Members of the Society gathered at the Angelika Theater in Dallas on the thirteenth of October to watch a special (socially-distanced) showing of Alfred Hitchcock’s The Birds, based on the Daphne du Maurier short story of the same name. While the film’s plot is a departure from the written tale, it is nonetheless a classic. This was the first time that some members of our group had ever seen the film in a theater - the big screen certainly heightens the terror! We nervously ate our perfectly salted popcorn and shrieked at every rustling of a feather. Needless to say, we traveled back to our vehicles in groups once the film ended.

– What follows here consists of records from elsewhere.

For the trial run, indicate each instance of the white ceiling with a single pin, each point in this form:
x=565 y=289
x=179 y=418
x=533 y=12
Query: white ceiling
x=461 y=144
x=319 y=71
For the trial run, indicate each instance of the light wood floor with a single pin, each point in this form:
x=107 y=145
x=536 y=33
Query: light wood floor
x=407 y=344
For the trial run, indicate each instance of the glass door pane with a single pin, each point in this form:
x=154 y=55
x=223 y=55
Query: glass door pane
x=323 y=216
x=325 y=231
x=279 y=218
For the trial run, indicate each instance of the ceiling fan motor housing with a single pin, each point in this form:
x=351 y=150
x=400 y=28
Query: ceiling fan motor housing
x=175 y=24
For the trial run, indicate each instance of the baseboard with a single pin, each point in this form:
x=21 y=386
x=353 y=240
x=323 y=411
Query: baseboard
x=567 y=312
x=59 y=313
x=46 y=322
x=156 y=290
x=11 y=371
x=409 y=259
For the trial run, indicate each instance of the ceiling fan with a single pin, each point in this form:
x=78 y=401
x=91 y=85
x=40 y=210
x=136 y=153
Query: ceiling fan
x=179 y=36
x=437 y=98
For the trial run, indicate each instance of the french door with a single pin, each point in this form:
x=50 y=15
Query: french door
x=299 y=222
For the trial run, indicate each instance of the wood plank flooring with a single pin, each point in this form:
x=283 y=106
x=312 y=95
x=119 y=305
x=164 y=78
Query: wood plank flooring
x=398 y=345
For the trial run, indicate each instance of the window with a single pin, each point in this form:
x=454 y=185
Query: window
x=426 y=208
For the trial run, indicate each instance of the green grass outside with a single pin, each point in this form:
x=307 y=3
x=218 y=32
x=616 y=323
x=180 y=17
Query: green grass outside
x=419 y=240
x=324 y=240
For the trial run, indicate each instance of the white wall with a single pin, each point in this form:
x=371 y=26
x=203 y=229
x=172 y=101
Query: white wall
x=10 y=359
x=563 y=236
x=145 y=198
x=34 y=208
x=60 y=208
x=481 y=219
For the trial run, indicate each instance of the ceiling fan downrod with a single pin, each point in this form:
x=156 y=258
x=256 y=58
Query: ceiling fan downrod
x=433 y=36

The Daphne du Maurier Society of North America held its first meeting on the first of March in Dallas. During the two-hour luncheon, President Shirley Kinney led a discussion concerning the by-laws of the society, and member Charlene Howell delighted the group by displaying a letter she received from Daphne du Maurier in 1958. Ms. Howell, a trained librarian who worked for the Federal Reserve Bank, has read one book every five days for the past fifty-three years. She has had a deep passion for reading since childhood. Ms. Howell shared a story from her childhood about circumventing her local library’s age requirements after she had read every book in the children’s section, a tale evoking imagery of Roald Dahl’s Matilda. When she was thirteen years old, she wrote to Daphne du Maurier, inquiring if the author had a favorite book. Quite incredibly, Charlene still has the response, protected lovingly in a slipcover. The letter is hardly even crinkled after sixty-two years. In slightly askew typewriter font, Daphne du Maurier claimed that there was not one novel she thought “[stood] above all others”, but she did note a particular fondness for The Brothers Karamazov. She also provided a few lines of thoughtful reflection about some of her most recognized works.
Each member took time to admire and read the letter as Ms. Howell told us about Daphne du Maurier’s life and extensive body of work, noting that the author was the most popular writer in England during the forties. A lengthy discussion followed about which of her short stories was most enjoyable, though no one publication was agreed upon by the end of the lunch. With the by-laws discussed and our minds ready to read (and re-read) the works of this author, the members of the Daphne du Maurier Society of North America said goodbye, already talking eagerly of the meetings to come - little did we know how much the world would change in the following days. Now those future meetings may be farther off than we had planned. Ah well, reading is a perfect activity for social distancing.